What is your most favorite IDE? A developer can mention various of IDE’s. How about data scientist?
Normally, the Developers develop the code and data scientists train develop and train the model. Tools such as VSCode come in handy as easy to install and use. Many have many preferences so the chances are that it can be a choice of the developer or the development team. Usually the trained model is handed over to the app developer for integrating it and build the final application. There are times where the mismatches in compatibility can cost both the app developer and the model developer. The resulting friction between app developers and data scientists to identify and fix the root cause can be a slow, frustrating, and expensive process
We often here organizations including managers continuously talking about Artificial Intelligence. People like to find solutions that are integrated with AI. So as the developers have a development lifecycle, the data scientists follow a data science lifecycle.
The lifecycle includes processes such as,
Data Ingestion --> Data Preparation --> Model Development --> Model Deployment
There can be many iterations of this lifecycle as there can be requirements for changing the data labels, removing anomalies, changes upon user feedback and timely decision changes and many more.

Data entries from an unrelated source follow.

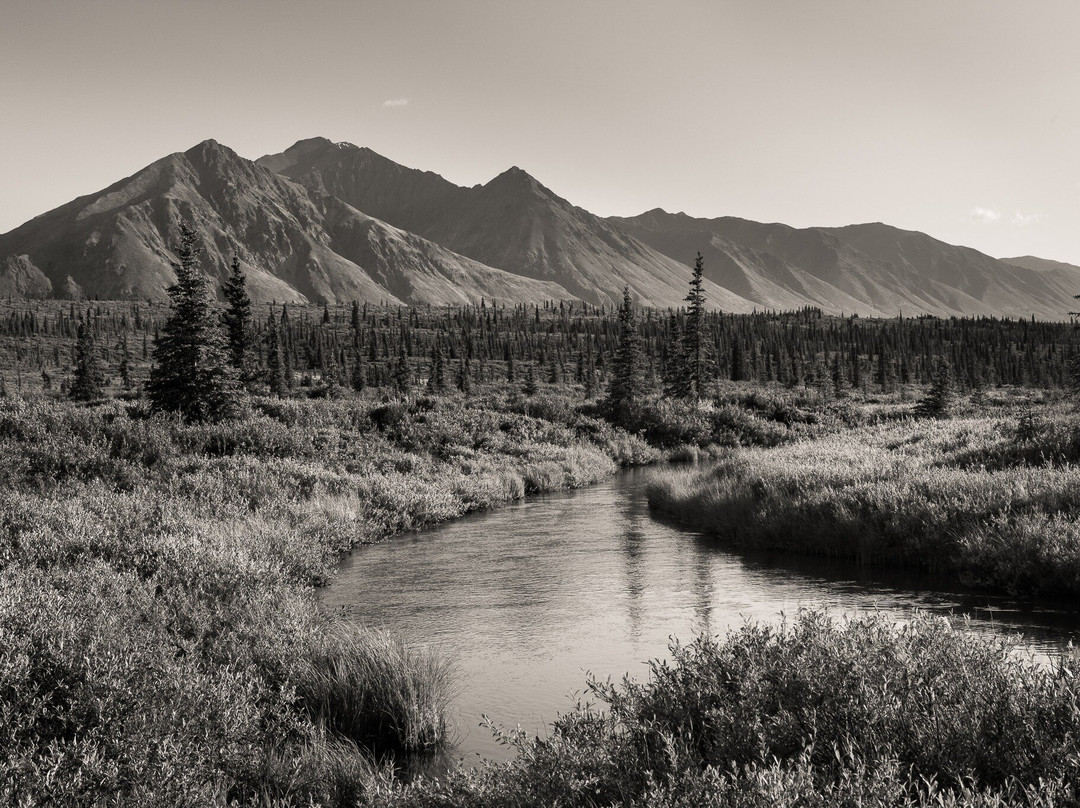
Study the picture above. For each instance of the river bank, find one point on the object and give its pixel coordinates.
(503, 593)
(158, 581)
(987, 499)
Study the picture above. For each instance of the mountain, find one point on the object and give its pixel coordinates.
(295, 243)
(334, 221)
(869, 269)
(513, 223)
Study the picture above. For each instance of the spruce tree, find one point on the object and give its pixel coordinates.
(237, 319)
(191, 373)
(687, 363)
(738, 361)
(628, 377)
(693, 344)
(89, 380)
(275, 364)
(401, 373)
(529, 388)
(436, 373)
(358, 378)
(464, 376)
(941, 399)
(125, 363)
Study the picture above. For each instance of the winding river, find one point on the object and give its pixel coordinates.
(528, 597)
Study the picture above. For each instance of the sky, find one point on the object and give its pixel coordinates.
(959, 118)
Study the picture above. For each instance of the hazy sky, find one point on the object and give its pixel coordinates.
(957, 118)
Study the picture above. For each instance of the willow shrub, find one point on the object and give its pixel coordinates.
(817, 711)
(957, 498)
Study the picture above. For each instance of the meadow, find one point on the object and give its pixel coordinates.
(163, 643)
(988, 497)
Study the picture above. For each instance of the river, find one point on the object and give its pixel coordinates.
(528, 597)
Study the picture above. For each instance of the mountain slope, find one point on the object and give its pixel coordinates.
(513, 223)
(295, 243)
(866, 269)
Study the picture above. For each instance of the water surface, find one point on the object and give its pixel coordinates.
(528, 597)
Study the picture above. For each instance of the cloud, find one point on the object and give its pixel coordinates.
(984, 215)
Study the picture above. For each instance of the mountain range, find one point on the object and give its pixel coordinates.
(332, 221)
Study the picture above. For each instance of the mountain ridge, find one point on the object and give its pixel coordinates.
(334, 221)
(295, 244)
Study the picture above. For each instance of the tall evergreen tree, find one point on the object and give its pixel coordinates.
(191, 373)
(464, 376)
(275, 363)
(941, 399)
(125, 363)
(436, 373)
(529, 387)
(628, 377)
(89, 380)
(237, 319)
(687, 371)
(738, 360)
(402, 377)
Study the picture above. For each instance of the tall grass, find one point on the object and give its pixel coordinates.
(814, 712)
(962, 498)
(376, 690)
(162, 640)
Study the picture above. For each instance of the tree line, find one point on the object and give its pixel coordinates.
(283, 347)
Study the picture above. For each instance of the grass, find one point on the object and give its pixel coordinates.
(163, 643)
(814, 712)
(974, 498)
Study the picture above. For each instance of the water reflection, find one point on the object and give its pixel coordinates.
(529, 597)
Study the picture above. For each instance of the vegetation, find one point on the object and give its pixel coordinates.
(191, 374)
(814, 712)
(988, 498)
(158, 557)
(156, 587)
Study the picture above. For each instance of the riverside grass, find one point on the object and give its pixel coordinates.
(817, 711)
(162, 641)
(990, 499)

Application Development Lifecycle for a developer includes building app, testing, maintaining, and continuously adopt to changes in user requirements where the models of data scientists also can be a part of. There shall be a good understanding between the application developers and model developers as mismatches can lead to errors in the integrated systems. I have seen many issues with even traditional SSRS implementations to web applications. When the model changes, app fails.
Azure DevOps and Azure Machine Learning are combined to overcome this issue with a solution suggested by Microsoft as shown in the image below.
|Source: Azure Blog|
Both the app developers and model developers need to use Git as the repository for managing the development artifacts.
If we simplify this process to understand, the model training code developed by the data scientist will trigger the Azure DevOps CI/CD Pipeline as available on the right top of the diagram above. There the developer can execute multiple steps such as unit tests, integration tests, training and etc.. The changes made by the app developer will trigger integration tests whenever a code change is pushed to the repository. There can be triggers set on data lake as well to execute different commands. The Model Store will register the new models and trigger releases for human approval followed by many other necessary tests as shown in the bottom right. These procedures will help both the developers coordinate and work well within the changes required as well.